Member of the Council of Representatives (Bahrain), 3rd District, Muharraq Governorate
- Incumbent
- Assumed office 2018
- Monarch: Hamad bin Isa Al Khalifa
- Prime Minister: Khalifa bin Salman Al Khalifa
- Preceded by: Jamal Bou Hassan
- Parliamentary group: Independent

Personal details
- Born: Mohammed Issa Ahmed Abdullah Al-Abbasi
- Occupation: journalist

= Mohammed Isa Al Abbasi =

Bahraini politician and journalist

Mohammed Isa Al Abbasi (محمد عيسى العباسي) is a Bahraini politician and journalist. He was sworn into the Council of Representatives on December 12, 2018.

==Education==
Al Abassi graduated from Ahlia University.

==2011 protests==
During the Bahraini uprising of 2011, as a broadcaster on the TV channel of the Bahrain Radio and Television Corporation, Al Abassi took a firmly royalist stance which led to heavy opposition criticism. In 2013, he was suspended in a climate of increased rapprochement between the opposition and the House of Khalifa.

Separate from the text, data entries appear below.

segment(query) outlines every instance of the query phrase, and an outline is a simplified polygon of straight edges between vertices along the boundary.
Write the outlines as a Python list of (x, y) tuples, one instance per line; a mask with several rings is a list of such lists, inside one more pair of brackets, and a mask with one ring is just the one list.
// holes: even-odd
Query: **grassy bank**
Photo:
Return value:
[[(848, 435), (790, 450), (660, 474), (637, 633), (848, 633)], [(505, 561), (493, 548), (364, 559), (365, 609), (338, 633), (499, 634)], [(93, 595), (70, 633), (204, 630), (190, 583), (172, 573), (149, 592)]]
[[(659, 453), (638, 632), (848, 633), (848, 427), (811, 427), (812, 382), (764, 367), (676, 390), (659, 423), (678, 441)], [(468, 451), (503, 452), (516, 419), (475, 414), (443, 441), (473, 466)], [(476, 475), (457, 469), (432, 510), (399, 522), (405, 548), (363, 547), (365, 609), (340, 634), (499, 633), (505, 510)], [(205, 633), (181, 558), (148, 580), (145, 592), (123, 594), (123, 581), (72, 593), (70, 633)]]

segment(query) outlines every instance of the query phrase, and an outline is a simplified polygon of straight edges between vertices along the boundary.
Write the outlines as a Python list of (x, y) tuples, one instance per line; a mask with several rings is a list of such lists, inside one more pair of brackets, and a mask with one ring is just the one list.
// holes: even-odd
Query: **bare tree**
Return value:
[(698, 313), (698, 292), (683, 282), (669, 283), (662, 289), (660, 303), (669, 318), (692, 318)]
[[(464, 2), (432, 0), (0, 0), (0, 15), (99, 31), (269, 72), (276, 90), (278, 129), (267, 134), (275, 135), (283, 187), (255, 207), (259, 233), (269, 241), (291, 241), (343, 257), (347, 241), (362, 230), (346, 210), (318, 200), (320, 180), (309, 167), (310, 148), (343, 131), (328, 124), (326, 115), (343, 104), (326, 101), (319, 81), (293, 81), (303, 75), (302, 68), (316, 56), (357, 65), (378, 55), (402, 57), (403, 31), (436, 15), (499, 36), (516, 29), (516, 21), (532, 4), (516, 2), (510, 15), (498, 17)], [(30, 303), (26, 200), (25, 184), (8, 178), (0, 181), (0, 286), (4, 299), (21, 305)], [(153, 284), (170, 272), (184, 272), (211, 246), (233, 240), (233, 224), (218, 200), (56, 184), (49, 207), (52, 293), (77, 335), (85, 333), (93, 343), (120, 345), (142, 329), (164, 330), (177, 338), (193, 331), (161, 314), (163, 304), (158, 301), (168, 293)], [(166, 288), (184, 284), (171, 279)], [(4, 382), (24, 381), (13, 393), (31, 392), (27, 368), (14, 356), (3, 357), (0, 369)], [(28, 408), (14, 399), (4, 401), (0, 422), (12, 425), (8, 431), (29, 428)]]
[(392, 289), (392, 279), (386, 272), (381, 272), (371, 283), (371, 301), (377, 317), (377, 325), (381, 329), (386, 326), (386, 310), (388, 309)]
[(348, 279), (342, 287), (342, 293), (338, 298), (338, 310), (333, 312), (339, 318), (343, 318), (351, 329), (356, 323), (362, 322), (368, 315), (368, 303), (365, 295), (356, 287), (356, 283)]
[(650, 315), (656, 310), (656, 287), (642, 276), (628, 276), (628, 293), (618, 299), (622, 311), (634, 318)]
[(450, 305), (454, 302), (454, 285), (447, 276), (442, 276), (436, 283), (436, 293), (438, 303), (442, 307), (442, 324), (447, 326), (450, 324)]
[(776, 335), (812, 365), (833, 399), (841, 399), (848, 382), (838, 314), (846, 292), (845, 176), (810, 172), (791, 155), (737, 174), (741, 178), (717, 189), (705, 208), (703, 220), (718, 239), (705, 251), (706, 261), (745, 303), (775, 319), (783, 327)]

==House of Representatives==
Al Abassi entered politics by running in the 2018 Bahraini general election for the third constituency of the Muharraq Governorate in the national House of Representatives. He won 2,217 votes for 38.54% in the first round on November 24, necessitating a second round on December 1, in which he defeated Mohammed Al Alawi with 3,096 votes for 58.64%.